The devolution of managing the Crown Estate’s wholly owned assets in Scotland, the revenue arising from those assets and the competence to legislate on those management functions was a significant and important element in the debate on the clause 31 group. The clause gives effect to the Smith commission. It allows for the Scottish Crown Estate’s assets to be managed by the Scottish Government or such other person nominated by them, and that the Scottish Government should receive the revenue from the management of those assets. Going forward, the clause means that the Scottish Parliament will have the competence to legislate for the management of those assets. It provides for the protections envisaged by the Smith commission to ensure the transfer is not detrimental to defence or other UK-wide critical national infrastructure.

I am not in favour of the approach taken in new clause 57. I will explain why. It enables the Scottish Parliament to legislate on the Crown Estate Commissioners, which was not agreed by the Smith commission. It does not provide for the important protections for national security and vital UK-wide infrastructure, and it does not protect Scottish Crown Estate employees who are so vital to ensuring that we transfer the Crown Estate in Scotland as a viable, ongoing enterprise.

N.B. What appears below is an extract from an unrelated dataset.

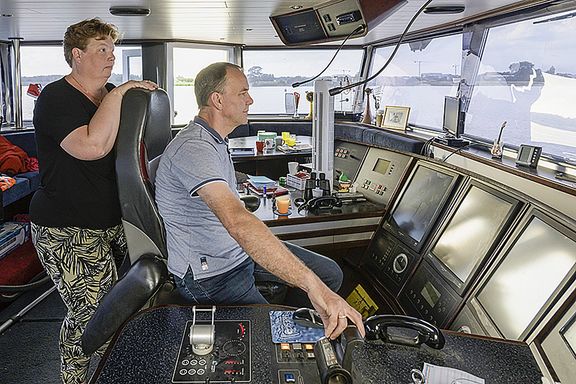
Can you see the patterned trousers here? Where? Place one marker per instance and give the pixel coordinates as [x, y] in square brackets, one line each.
[82, 263]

I actually agree with the right hon. Member for Gordon (Alex Salmond) on something—this is quite an occasion—because I do not believe that what the Scottish Parliament is required to do in its management of the Crown Estate should be prescribed. I do not accept it is appropriate to table an amendment that suggests what further devolution should take place in Scotland. I have complete confidence in the Scottish Parliament to determine that in an appropriate way.

Let me say in response to the Opposition’s amendment 52 that we believe it is right for the responsibilities to be transferred to Scottish Ministers. The Scottish Parliament is a legislative rather than an Executive body, and for that reason it is not equipped to undertake the management functions that are currently exercised by the Crown Estate Commissioners.

I can assure the Committee, in response to amendments 125 and 126, that the sovereign grant paid to Her Majesty the Queen will not be reduced as a result of devolution of the Crown Estate to Scotland and that Scotland will continue to contribute to the sovereign grant. The annual amount of the sovereign grant is determined in accordance with a formula that is based on the revenues received from the Crown Estate Commissioners. However, there is a mechanism to ensure that the value of the sovereign grant cannot fall below the amount from the previous year. The changes made in the Scotland Bill will not and cannot cause the sovereign grant to reduce. Even though management of the Scottish assets and revenues from those assets are to be devolved, Scottish taxpayers will continue to contribute to the grant, through the contributions to the Consolidated Fund.